Both Swat Kats and, for example, Deus Ex (the three-game series by Ion Storm and Eidos) are in the same place: Earth (but radically twisted versions of our planet) and both shows have this feeling around it: noir, dark fiction, always this dangerous hero who has it in him to take on hundreds of evil robots at once. The same goes for Dragonball Z as much as The Matrix.
They’re cyberpunk too. This sort of stuff goes back to the early ’80s, and it’s not changed that much. The story is always about a loner in society, who struggles to get to the bottom of things; a detective whodunnit. Samurai Jack is the best example because it’s one man’s quest against Aku. Even in Dragonball Z, there’s tons of villains to get past.
The Terminator? Of course. “I’ll be back.” And Schwarzenegger goes on to plough through three films’ worth of robots. Then, while we’re talking Terminator; why not Robocop, obeying the ‘Prime Directive’? And we can’t forget Sylvester Stallone in Judge Dredd, with that blood-red uniform and one of the most stylish bikes in film history.
Then there’s another part of cyberpunk that sees hackers as the heroes — like in Disney’s Tron series, where both father and son take turns in their virtual world. The second film starts off with the son, Sam Flynn, hacking into his father’s corporation, and then being transported right into ‘the Game’, his father’s virtual world. Like Johnny Quest jumping into ‘Questworld’ every other episode and messing around with amazingly futuristic bikes, cars, guns, you name it.
There’s Johnny Mnemonic, with Keanu Reeves in the protagonist’s role, a hard-boiled courier with too much in his head and too little time. Speaking of couriers, the visually stunning game Mirror’s Edge (2009) is just as cyberpunk, with its heroine Faith, and all her impossible acrobatics.

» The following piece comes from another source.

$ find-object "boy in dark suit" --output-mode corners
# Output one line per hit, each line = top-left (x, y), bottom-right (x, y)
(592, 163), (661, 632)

Apart from having these die-hard heroes, there’s another aspect of cyberpunk that comes into play: all these worlds have gone horribly wrong. Something has happened – or is happening, with the Earth, like in the S.T.A.L.K.E.R. franchise and Dmitry Glukhovsky’s Metro 2033. Both of these games deal with a world affected by nuclear disaster; this is the dystopian theme that’s seen so much in cyberpunk, the opposite of a utopia. The good thing about this is that there’s always a reason behind the madness; there’s good and there’s bad in this theme. The problem with this theme, though, is that the basic situation is the same. It’s like Swat Kats all over again; badass heroes, take-over-the-world villains, and a world that’s gone so badly to waste you wonder why the villain wants it in the first place. It seemed natural that when so much goes wrong on the Earth mankind moves upward into space. That’s why the earlier versions of cyberpunk led to the first ‘space operas”’ which people like Arthur C Clarke and Asimov brought up.
In many ways the cyberpunk genre is pretty evident; today’s novels, games and movies take advantage of that easy-to-build plotline. It still allows for a lot of variations — Real Steel (2011), about robots being boxers, is as cyberpunk as Equilibrium (2002) and the animated A Scanner Darkly (2006).
Still, of late the genre’s been stagnant since there’s actually nothing new. Almost every version of the Earth in trouble has been used, and it’ll take something to rebuild it. A Judge Dredd reboot, perhaps? Might work.